I've never heard of them, Rosemary never mentioned them, and—

The door to the service staircase opened. Jack skidded to a halt. A woman stepped out. She was beautiful, but terrifying in a way Jack could not properly establish. Maybe it was the complete disregard she seemed to have for her appearance: tatty, loose trousers; a torn jacket; dirty sweatshirt. Or perhaps it was her eyes and the way they seemed to bore right through him from the second they locked glances.

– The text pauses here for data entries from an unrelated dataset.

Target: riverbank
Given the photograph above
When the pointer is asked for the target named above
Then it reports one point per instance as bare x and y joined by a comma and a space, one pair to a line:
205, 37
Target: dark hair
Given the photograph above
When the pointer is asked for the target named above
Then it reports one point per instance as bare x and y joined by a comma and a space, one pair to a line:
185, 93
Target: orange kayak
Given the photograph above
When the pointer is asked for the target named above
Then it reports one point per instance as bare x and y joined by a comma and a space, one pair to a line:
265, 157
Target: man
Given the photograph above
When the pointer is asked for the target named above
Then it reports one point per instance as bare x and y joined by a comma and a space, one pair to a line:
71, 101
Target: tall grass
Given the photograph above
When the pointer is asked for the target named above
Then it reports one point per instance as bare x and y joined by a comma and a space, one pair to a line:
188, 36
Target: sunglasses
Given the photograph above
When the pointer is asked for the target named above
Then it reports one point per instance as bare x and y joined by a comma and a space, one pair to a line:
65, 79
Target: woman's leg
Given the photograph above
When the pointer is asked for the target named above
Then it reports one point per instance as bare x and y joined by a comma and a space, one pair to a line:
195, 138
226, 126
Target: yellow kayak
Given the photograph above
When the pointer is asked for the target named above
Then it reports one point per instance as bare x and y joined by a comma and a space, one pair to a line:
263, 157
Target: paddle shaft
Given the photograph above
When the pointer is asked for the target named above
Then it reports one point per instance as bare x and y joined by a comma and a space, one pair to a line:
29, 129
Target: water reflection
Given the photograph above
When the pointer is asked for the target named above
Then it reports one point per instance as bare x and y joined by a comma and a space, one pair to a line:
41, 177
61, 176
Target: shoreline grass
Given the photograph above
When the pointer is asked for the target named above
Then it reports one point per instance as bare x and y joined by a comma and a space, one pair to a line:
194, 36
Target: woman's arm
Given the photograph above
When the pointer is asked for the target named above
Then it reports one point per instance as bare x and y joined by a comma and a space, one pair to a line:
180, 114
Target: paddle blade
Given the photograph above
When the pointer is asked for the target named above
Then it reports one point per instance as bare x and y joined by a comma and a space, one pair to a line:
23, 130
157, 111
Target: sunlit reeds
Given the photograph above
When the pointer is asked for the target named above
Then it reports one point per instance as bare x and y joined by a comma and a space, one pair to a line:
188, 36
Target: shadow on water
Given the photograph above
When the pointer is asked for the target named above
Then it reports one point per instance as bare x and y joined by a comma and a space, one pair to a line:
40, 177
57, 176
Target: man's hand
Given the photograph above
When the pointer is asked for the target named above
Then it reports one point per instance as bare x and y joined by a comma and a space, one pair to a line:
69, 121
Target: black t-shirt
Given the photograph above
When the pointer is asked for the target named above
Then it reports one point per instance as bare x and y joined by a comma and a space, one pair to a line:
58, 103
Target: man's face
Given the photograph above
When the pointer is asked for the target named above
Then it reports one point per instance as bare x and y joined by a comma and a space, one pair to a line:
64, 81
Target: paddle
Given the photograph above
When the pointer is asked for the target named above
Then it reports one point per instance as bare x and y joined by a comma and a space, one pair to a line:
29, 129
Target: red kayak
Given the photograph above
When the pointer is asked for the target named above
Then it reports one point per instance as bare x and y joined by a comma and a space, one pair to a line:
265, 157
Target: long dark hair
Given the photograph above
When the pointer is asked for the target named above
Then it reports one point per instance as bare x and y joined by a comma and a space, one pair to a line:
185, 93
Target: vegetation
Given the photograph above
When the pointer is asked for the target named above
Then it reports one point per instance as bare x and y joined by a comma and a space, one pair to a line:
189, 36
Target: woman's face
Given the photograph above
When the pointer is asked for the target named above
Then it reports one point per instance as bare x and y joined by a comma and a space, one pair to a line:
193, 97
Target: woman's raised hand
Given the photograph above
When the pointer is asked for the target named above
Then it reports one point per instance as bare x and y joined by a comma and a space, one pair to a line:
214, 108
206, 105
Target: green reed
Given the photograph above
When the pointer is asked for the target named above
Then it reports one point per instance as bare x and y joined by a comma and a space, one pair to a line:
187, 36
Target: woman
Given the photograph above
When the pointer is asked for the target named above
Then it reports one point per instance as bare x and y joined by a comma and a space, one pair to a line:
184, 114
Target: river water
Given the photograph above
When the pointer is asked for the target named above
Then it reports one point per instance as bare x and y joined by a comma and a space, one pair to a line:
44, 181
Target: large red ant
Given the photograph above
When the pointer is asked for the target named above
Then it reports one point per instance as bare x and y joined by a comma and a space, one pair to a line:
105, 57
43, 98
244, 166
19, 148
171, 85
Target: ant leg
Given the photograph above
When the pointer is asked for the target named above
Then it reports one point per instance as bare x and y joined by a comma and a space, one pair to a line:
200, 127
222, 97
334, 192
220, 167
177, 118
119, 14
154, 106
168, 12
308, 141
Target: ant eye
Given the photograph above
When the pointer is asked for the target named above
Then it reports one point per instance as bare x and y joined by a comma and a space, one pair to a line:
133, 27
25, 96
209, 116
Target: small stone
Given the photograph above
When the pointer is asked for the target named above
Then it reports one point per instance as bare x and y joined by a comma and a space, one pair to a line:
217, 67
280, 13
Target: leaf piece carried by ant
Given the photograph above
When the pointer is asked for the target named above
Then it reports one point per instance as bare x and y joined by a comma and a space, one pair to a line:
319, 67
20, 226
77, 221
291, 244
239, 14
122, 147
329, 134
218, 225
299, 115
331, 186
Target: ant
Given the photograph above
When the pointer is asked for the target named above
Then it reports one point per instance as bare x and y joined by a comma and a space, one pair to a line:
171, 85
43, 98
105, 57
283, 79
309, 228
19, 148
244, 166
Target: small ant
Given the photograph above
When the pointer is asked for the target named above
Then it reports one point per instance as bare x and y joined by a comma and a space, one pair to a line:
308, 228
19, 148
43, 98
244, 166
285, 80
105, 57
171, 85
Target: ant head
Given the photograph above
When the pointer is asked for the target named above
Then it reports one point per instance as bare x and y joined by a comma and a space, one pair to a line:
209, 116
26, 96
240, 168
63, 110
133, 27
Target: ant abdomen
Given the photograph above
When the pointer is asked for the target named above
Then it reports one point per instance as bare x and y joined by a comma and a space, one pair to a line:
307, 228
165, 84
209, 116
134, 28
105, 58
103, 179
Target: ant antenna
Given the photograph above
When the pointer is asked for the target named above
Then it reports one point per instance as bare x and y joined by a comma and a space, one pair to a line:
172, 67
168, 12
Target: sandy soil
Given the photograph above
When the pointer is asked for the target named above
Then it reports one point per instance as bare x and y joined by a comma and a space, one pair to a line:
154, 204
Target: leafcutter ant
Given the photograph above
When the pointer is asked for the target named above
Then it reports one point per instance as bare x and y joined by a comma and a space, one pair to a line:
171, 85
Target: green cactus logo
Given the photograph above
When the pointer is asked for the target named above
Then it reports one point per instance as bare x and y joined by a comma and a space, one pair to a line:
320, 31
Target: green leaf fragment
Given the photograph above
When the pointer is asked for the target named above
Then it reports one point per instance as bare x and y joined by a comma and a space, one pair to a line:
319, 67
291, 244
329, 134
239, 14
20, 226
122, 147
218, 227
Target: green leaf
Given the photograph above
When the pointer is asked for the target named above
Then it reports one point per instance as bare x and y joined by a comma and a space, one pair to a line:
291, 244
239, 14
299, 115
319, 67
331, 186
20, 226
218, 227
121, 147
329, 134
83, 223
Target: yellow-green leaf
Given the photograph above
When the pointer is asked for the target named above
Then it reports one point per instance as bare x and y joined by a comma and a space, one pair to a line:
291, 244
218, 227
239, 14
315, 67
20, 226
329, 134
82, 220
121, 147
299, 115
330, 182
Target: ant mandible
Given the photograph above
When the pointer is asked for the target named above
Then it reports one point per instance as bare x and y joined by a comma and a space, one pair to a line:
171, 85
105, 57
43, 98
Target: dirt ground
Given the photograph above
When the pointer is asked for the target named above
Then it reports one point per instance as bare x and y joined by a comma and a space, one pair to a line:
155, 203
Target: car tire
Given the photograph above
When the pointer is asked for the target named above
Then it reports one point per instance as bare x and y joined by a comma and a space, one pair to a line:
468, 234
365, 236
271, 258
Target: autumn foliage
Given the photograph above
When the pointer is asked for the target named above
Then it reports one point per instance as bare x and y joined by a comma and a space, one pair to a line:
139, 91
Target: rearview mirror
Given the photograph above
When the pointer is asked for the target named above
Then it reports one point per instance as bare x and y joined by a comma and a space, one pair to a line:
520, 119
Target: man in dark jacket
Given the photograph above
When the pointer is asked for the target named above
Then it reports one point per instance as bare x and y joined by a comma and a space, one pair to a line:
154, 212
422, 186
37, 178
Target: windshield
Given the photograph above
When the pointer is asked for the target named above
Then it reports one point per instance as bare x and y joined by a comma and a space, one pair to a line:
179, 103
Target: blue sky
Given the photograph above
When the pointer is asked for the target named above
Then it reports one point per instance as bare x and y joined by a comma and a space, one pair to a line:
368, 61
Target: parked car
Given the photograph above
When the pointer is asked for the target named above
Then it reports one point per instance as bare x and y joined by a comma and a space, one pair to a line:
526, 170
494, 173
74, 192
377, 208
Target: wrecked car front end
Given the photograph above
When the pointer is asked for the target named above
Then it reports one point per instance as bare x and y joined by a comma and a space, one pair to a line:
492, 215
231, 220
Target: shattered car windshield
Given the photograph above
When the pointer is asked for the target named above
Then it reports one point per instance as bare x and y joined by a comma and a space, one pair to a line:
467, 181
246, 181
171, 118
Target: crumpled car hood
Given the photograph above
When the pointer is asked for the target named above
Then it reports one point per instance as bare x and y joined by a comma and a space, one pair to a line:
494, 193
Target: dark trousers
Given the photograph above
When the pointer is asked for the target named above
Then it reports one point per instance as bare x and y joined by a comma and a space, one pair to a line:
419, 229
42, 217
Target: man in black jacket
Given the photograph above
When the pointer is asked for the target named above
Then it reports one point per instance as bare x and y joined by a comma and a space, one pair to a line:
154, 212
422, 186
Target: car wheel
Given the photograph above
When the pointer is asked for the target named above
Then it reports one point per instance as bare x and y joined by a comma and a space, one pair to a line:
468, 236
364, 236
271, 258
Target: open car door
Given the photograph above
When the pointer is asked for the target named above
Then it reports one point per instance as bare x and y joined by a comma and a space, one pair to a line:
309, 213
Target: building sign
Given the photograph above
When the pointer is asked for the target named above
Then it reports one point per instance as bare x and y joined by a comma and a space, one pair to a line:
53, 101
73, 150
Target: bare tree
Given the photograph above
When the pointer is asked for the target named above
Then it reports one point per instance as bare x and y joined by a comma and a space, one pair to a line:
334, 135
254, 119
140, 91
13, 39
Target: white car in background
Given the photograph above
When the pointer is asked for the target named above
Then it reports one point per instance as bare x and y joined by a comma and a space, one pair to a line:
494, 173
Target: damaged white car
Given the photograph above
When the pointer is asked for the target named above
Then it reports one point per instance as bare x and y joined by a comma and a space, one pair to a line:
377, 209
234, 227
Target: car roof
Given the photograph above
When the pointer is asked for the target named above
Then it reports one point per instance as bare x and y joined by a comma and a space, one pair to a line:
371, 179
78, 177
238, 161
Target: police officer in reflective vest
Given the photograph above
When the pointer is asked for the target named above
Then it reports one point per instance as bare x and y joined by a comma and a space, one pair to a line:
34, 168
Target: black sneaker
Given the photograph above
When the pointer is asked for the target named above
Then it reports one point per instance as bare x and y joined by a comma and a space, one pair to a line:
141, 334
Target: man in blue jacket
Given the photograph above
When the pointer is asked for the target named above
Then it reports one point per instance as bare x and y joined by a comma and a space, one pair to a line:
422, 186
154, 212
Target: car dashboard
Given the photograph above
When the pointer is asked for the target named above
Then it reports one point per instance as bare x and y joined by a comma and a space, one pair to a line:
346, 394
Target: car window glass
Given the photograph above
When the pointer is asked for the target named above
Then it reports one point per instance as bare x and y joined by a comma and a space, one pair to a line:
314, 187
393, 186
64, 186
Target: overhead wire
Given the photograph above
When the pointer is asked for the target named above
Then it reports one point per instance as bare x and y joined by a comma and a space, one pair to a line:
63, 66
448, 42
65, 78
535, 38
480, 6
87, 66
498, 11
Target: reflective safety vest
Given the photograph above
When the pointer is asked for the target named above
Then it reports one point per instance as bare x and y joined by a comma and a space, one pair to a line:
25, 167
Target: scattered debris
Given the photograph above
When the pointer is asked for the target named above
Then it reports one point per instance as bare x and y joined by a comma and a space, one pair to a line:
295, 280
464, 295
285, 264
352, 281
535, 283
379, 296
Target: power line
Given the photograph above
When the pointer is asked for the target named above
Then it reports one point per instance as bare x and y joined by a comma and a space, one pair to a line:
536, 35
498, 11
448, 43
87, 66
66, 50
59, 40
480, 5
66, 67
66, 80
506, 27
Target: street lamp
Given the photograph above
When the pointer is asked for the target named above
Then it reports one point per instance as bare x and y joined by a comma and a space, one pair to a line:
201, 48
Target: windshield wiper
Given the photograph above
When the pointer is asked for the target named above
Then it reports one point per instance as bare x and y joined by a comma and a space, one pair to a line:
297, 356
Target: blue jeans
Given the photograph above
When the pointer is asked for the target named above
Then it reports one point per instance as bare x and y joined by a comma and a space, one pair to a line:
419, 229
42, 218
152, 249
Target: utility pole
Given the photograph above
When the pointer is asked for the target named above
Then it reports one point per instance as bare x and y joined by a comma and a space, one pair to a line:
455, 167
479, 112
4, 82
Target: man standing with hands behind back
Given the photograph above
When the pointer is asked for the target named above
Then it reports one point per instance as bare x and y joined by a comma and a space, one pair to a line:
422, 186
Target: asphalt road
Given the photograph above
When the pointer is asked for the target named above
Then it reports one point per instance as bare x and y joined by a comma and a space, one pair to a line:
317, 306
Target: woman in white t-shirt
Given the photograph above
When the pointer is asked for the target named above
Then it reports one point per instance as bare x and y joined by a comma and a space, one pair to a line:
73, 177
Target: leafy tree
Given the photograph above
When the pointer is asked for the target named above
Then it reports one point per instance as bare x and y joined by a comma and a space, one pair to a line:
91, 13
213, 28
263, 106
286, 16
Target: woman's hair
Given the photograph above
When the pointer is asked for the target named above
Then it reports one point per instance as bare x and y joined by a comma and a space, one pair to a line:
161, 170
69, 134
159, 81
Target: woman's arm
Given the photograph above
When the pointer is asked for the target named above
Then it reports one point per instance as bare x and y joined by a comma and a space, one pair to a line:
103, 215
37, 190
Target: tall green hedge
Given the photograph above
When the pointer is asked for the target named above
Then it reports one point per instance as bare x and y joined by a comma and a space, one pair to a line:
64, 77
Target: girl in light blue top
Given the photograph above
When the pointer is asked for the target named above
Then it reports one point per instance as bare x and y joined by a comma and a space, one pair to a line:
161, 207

“Where are you going?” she asked, and her voice came from inside his head as well as without. Jack slumped against the wall.

“I'm following Lucy-Anne to bring her back,” he said without thinking.

“Who's Lucy-Anne?”

“My girl…” He frowned, because that no longer seemed right. “My friend.”

“Where are the others?”

What others? Jack thought. He could not lead this person—this Superior—to Emily, Sparky, and Jenna.

“Room 602,” he said. Then he started backing away from this woman, because he had not intended to say anything.

“It's all right,” she said, smiling. “You couldn't help yourself.”

The door behind her opened again and a man stepped through, incredibly tall and exactly the opposite to her when it came to clothing. He wore an expensive suit, cuff links, a thin dark tie, and his shoes were shined to a mirror-like sheen. His face was very severe, and Jack's first thought was that the man would never be in danger of suffering laughter lines.